I began practicing walking more slowly, looking around me: encouraging my sense of self to keep expanding beyond the little cocoon of my personal concerns.

Increasingly I began to find myself taking pleasure in little things – a bird pecking at a crust of bread, a cat lying asleep in its back in the sun. I found that small things that people did for me every so often could have a profound effect on me. One genuine smile from a stranger could transform my whole day. I began to notice the small acts of kindness that people do, which rarely get noticed or acknowledged.

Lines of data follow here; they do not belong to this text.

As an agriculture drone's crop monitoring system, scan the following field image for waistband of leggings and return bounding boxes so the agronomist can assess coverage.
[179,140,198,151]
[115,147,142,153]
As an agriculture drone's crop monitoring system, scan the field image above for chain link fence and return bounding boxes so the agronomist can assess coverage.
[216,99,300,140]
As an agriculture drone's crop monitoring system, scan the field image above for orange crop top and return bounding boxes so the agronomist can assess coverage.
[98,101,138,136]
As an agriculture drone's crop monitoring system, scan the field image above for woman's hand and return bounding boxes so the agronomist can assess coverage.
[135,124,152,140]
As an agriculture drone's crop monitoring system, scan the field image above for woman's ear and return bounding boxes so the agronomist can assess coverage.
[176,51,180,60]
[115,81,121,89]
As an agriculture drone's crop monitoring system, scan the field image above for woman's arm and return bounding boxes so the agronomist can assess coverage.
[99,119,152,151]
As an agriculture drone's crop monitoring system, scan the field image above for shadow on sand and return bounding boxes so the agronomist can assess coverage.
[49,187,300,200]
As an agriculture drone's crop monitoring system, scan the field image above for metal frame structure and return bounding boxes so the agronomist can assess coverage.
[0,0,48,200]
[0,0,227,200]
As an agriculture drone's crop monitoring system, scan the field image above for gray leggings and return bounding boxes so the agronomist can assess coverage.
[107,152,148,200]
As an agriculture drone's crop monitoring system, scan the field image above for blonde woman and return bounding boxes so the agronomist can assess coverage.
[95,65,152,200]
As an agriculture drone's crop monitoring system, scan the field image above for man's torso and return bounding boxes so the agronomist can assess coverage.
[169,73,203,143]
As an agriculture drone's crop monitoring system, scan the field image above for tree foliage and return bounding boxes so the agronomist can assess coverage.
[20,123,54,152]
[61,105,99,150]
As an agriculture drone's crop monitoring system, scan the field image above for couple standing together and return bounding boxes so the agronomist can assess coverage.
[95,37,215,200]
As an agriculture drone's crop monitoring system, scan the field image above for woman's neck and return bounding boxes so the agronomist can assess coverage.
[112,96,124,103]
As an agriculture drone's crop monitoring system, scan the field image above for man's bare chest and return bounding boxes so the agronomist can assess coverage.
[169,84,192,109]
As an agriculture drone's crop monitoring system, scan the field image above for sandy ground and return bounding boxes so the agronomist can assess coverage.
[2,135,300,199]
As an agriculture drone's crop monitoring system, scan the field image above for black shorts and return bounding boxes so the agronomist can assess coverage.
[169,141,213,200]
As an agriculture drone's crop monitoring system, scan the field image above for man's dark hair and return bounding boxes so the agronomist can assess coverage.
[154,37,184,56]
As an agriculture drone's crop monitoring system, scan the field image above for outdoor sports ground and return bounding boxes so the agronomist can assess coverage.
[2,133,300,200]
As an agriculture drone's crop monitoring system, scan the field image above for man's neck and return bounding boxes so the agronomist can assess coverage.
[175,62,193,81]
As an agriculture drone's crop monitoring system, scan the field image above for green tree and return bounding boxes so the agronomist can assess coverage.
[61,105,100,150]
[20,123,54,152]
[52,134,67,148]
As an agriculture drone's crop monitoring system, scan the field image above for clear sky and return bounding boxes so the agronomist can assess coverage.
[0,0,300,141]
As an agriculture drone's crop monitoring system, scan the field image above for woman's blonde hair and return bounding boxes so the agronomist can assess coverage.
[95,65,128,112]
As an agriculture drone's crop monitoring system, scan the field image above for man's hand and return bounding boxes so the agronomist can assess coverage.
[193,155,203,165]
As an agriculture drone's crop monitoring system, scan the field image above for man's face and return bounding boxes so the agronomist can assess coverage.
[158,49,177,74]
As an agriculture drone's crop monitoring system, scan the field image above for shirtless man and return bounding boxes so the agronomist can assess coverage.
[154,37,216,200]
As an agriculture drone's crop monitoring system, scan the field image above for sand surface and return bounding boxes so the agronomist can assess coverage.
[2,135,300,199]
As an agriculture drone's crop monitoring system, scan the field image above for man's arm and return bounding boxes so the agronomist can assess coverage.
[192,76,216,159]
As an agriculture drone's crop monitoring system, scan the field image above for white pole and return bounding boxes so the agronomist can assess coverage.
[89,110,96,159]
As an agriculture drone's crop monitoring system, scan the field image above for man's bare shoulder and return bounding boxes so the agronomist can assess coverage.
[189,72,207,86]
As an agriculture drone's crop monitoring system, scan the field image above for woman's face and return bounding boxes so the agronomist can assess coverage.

Inspired, I too began to practice these things: leading with kindness instead of mistrust and I found that the transformative effect went both ways. As I treated people so they began to treat me.
Instead of fighting to be first in the queue I began to allow others before me. Instead of arguing with people, I began listening and allowing different opinions to coexist alongside mine. I found this created a mutual sense of inquiry which felt wonderful, rather than the adrenalized and temporary euphoria of having ‘won’.
As the happiness habit slowly built itself within me, I found my thoughts became more naturally infused with qualities of well-being: peace and tranquillity, friendliness, kindness, generosity and affection. I began to enjoy life in a way I had not in the past.

And am I happy now? Well, I don’t know, but the interesting thing is, I no longer ask that question. And that makes me very happy.